Here's the problem I have seen in external expansion slots. They connect 4 SATA slots to a single PCI Express 2.0. So potentially, four connected SATA 6 GB/s drives, or 24 GB/s total I/O throughput, is being processed into a single 5 GB/s connection to the CPU. I don't care how good the SATA chipset is at processing and prioritizing I/O data, you are going to have an I/O bottleneck. Even four SATA 3 GB/s drives create a total of 12 GB/s throughput, more than a single PCI Express 2.0 lane can handle. SSDs can approach speeds greater than 3 GB/s, so it is not a theoretical bottleneck, it is a very real limitation.

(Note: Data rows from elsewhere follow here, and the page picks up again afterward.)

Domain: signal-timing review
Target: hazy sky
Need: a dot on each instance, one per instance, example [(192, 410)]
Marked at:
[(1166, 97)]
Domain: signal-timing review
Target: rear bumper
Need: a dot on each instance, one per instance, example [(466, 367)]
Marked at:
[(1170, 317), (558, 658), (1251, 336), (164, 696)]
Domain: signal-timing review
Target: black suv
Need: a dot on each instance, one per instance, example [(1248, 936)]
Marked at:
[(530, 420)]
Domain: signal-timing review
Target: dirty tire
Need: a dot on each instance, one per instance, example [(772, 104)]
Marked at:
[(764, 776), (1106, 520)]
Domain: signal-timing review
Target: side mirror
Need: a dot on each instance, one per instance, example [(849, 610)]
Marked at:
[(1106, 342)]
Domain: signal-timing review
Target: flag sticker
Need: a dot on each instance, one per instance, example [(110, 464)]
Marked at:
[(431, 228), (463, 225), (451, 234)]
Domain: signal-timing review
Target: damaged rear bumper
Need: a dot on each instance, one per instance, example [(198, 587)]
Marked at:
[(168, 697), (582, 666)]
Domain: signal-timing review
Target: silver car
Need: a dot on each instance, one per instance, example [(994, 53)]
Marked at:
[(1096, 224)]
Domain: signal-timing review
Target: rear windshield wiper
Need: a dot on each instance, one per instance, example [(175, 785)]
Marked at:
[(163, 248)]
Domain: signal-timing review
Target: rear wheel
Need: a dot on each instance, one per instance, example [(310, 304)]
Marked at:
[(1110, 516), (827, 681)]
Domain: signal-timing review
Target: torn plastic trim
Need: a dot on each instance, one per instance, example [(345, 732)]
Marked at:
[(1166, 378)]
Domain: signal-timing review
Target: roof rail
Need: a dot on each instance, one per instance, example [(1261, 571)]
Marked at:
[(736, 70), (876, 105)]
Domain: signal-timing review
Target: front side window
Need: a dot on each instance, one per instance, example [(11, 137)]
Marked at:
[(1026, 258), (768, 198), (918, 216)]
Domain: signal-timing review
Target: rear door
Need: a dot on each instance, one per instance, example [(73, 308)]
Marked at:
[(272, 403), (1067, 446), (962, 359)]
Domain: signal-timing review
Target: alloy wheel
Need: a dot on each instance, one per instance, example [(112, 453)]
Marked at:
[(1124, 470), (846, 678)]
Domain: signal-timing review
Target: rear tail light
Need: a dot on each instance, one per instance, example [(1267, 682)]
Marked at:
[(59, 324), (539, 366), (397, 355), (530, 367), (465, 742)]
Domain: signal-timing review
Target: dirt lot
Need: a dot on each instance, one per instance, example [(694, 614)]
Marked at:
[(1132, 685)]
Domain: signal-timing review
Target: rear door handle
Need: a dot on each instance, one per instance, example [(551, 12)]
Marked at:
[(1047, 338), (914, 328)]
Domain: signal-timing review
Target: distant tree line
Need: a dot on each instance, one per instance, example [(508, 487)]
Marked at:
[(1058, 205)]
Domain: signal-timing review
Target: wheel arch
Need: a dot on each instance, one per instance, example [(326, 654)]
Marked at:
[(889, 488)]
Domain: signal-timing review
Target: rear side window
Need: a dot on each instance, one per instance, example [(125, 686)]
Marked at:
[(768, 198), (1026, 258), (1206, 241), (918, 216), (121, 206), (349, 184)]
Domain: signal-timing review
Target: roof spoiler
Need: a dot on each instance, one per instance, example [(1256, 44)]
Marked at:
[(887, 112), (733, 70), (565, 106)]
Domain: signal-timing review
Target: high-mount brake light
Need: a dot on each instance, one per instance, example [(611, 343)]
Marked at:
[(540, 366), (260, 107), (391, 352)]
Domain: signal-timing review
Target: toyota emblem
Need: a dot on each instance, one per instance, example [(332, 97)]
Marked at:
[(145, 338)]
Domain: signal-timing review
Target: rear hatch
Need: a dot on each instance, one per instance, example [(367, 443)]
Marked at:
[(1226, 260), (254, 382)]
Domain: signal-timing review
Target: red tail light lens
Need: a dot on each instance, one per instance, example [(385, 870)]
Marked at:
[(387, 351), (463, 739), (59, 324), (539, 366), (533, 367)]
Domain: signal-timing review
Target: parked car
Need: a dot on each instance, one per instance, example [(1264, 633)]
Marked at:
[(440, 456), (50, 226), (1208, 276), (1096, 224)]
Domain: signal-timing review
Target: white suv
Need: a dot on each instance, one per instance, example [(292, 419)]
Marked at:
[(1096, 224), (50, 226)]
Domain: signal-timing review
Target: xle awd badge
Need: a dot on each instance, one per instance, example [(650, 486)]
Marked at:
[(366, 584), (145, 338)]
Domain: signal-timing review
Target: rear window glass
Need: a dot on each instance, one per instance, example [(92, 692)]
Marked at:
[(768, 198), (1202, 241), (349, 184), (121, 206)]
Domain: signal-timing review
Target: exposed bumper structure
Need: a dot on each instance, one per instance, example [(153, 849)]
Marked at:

So going back to the article. At most, I have seen 4 SATA slots connected to a single PCI Express 2.0 lane. I have seen 6 or 8 connected to either 2 discrete lanes or a 2x lane (or 4x lane when talking about SAS), which carries approximately 10 GB/s of total throughput. So depending on the implementation of the embedded chipset on the motherboard, it may be the PCI Express lanes giving you the throughput limitation and not the SATA chipset. Different ports may be connected to different 1x PCI Express lanes or to a 2x lane, giving you either two discrete paths to the CPU, maximizing throughput, or a larger pipeline to the CPU, which is better than a 1x lane but not nearly as good as discrete pathways.
I have an external PCI Express controller with a few drives on my main system, and when transferring files from drives on the internal (motherboard) chipset to drives on the connected card, there is a noticeable throughput difference.